According to the report, 389 million, or 60 percent of the world’s poor, live in Sub-Saharan Africa (SSA), making it the most impoverished region.
An estimated 35% of the population lives in poverty there, making it the greatest in the world.
President of the World Bank Group David Malpass commented on the study, saying that, “progress in decreasing extreme poverty virtually stalled” along with sluggish global economic development.
“Of concern to our mission is the rise in extreme poverty and decline of shared prosperity brought by inflation, currency depreciations, and broader overlapping crises facing development,” Malpass said.

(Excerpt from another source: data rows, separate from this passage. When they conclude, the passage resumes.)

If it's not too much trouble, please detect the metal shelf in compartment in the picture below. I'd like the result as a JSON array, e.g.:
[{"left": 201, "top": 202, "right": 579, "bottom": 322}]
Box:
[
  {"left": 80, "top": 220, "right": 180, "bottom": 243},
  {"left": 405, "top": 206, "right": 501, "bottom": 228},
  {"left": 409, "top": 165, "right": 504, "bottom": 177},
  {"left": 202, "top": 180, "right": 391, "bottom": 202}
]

“It means a grim outlook for billions of people globally. Adjustments of macroeconomic policies are needed to improve the allocation of global capital, foster currency stability, reduce inflation, and restart growth in median income.
“The alternative is the status quo—slowing global growth, higher interest rates, greater risk aversion, and fragility in many developing countries.”
To achieve the 2030 goal of ending poverty, the Washington-based institution recommended that each country in SSA would need to achieve per-capita GDP growth of 9 percent per year for the remainder of this decade.
“National policy reforms can help restart progress in reducing poverty, the report finds. Stepped-up global cooperation will also be necessary,” the World Bank said.